QUESTION - Parlons de l'euro et du CFA. Beaucoup d'hommes politiques français avaient pourtant juré qu'il n'y aurait pas de dévaluation. Or, ce qui devait arriver arriva. Malgré les assurances de Bercy et de l'Elysée sur une non-dévaluation du franc CFA, reste une incertitude : l'euro. Avez-vous réussi à rassurer le Club des Amis sur l'avenir et la pérennité de la zone franc ?

LE PRÉSIDENT - Je n'étais pas à l'époque particulièrement partisan de la dévaluation du franc CFA mais je suis obligé de reconnaître que les circonstances ont été telles qu'elle a été un succès, et qu'elle a favorisé les économies africaines. Cela tient notamment au fait qu'elle s'est située à un moment où les prix des matières premières augmentaient. Donc, ne prenons pas cette référence.

Pour ce qui concerne l'euro, sur le rapport du président Abdou DIOUF du Sénégal, qui a présenté hier les conditions de mise en oeuvre de l'euro et les conséquences pour les monnaies africaines, il est apparu clairement que c'était un avantage, je dis bien considérable, pour les monnaies africaines qui seront dorénavant appuyées, non plus seulement sur le franc, mais sur ce qui sera l'autre grande monnaie du monde à côté du dollar, le pôle de stabilité du monde monétaire de demain, c'est-à-dire l'euro. Et elles y ont toutes naturellement à y gagner, en ce qui concerne les échanges, importations et exportations, et en ce qui concerne les investissements.

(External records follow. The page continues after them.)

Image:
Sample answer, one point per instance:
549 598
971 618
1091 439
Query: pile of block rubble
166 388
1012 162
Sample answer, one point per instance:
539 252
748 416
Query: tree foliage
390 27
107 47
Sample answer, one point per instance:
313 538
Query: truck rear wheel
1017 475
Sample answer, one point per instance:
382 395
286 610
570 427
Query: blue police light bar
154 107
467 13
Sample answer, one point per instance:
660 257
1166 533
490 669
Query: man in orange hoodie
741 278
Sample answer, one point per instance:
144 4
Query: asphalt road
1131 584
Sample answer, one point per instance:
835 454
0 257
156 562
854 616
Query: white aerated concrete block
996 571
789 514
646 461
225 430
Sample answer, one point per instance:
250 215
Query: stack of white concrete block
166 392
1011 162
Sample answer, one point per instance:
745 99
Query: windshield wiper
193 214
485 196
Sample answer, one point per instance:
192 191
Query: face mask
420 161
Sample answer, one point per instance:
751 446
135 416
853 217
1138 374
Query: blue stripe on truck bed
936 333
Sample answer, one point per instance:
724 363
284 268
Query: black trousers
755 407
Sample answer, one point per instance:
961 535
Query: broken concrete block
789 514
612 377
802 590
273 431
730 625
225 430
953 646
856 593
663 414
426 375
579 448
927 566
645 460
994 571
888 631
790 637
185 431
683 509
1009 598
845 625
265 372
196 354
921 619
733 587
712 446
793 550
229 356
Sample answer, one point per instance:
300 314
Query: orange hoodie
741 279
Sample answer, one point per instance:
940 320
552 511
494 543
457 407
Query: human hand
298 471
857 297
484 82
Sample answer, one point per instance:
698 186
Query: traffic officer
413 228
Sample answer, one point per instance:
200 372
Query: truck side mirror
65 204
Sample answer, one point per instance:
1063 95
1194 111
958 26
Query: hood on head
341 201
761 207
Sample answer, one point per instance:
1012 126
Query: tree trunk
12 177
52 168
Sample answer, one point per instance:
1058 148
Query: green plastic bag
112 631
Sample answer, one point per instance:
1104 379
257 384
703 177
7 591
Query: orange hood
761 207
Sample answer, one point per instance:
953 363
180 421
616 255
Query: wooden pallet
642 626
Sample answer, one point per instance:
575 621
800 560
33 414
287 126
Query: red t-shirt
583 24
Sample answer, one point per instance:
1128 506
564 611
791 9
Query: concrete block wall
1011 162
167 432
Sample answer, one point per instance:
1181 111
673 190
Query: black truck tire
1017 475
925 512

QUESTION - Vous pensez, Monsieur le Président, que les économies africaines pourront, à long terme, supporter notamment les décisions qui seraient prises par la Banque centrale européenne ? Est-ce que ces économies pour lesquelles on dénombre au maximum 3% de déficit budgétaire pourront supporter cela ?

LE PRÉSIDENT - C'est à la France qu'on demande cela. Je suis tout à fait certain que la gestion de l'euro apportera une chose essentielle à ces économies, c'est-à-dire la stabilité. C'est très important. A partir de là, je ne vois pas du tout quels inconvénients elles pourraient subir et je vois parfaitement tous les avantages qu'elles peuvent en tirer. C'est d'ailleurs, je le répète, la conclusion de l'ensemble des chefs d'Etat francophones qui se sont réunis et ont travaillé hier.

QUESTION - Monsieur le Président, pour terminer cet entretien, vous avez eu l'amabilité d'adresser un message à la jeunesse du continent africain à travers le site Internet de la radio Africa n°1. Nos auditeurs ont eu la possibilité de vous interroger. Il ressort de leurs préoccupations un immense désespoir et une angoisse à la veille de l'an 2000. Qu'avez-vous à leur dire, Monsieur le Président ?

LE PRÉSIDENT - C'est un peu ce que j'ai dit au début de mon propos. A savoir que, si j'ai bien conscience de toutes les considérables difficultés auxquelles l'Afrique et tous les pays africains sont confrontés, il y a aussi, dont on ne parle pas suffisamment, des signes positifs qui permettent d'aborder le prochain siècle pour la jeunesse africaine avec un oeil plus optimiste, avec un comportement plus positif. Le président en exercice de l'OUA, Monsieur Blaise COMPAORE, a fait un petit livre tout récemment qui s'appelle "Les Voies de l'Espérance". Et dans ce livre, il cite un proverbe africain : "même au plus sombre de la nuit, l'aube est à portée de main". Et je crois que c'est très vrai et que les jeunes Africains doivent se dire cela, que l'aube est à portée de leurs mains.

QUESTION - Monsieur le Président de la République française, Africa n° 1 vous remercie pour cet entretien.

LE PRÉSIDENT - Je remercie et je salue Africa n° 1 et tous ses auditeurs.